My most sincere sympathies.

We cannot control what others say or do, only what WE say and do. So, don't feel angry about how he wasn't, because there was not a thing that you could have done to change him.

Instead, continue to be a person YOU can be proud of. That's all any of us can hope to achieve.
Oh I do just get so pissed off at kindness, even.

Platitudes.
P,
Good you got it out.
The papers and the casual acquaintances
never say : "well, he wasn't the greatest dad
but he had his good points."
Sanctification somehow comes with shucking off your body,
and it's certainly hypocritical but understandable.
Noone knew him like you did.
Just because he is dead doesn't make him anything special
unless...you piece together the lapses of pure love he had for you
in his life, and really feel them.

And carry them
and put them in the Revised Book of his life...
because though i am no expert,
contextualization is paramount:
he was taught his weaknesses,
but his heart was his own.
Maybe the sadness is the knowledge it can't be corrected, and he can't be replaced. People are fucked. That's a given. Me and a friend were just talking about what sociopaths our mothers are. Like I said, people are fucked. And when they're gone we still have mixed feelings about the whole thing. Wishing for things that can't be. I still occasionally talk to my father in dreams ten years after he died. We get along better now. Maybe something's eternal. Maybe not. Maybe that's why he paid his dues at the church. So he would get bonus points for being a negligent ass. Maybe he didn't know how to be a good father, and regreted it. If you really try to psychoanalyze people you will go mad. Sorry how things turned out.
oh my god strangers suck.

and people have no manners.
:hugs:

So sorry, hon. I'm not much for platitudes in times like this, but I do want you to know that you're in my thoughts.
Persephone, So sorry for your loss. I understand these feelings. I had mixed feelings when my Dad died but still it tore me apart. All the best to you in this trying time.
So sorry to hear about your struggles. My father died in June 2009. Still wading through all of the many complex feelings. Be gentle with yourself. You will heal.
Persephone:

I am so very sorry.

My fiance lost his father (pretty straightforward, mostly positive relationship) a couple of weeks ago, and his brother (very complicated, confusing relationship) last year. I have been witnessing many different shades of grieving I haven't experienced, as my parents and siblings are all still with us.
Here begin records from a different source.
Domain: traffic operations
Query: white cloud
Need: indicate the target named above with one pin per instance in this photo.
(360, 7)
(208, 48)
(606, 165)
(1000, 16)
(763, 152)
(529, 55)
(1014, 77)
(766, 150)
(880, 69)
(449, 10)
We lost our old and lovely cat last summer, and I was struck by the simplicity of grieving for an animal - when there's only love and nothing else, grief is, it seems to me, easier. With people, especially family, especially difficult family, there's so much more to go through.

My thoughts are with you.
I'm new here, so this is the first post of yours that I've read. I'm sorry I didn't get to discover your work in more joyful times, and I feel bad putting my nose in maybe where it's not wanted, but I just wanted to tell you how sorry I am for your loss. Say what you need to say and do what you need to do, to get the hurt out, and don't apologize for yourself.
I feel sick with you. He was your parent, maybe even a dad now and again. Hard to know how to feel about so many things intersecting all at once.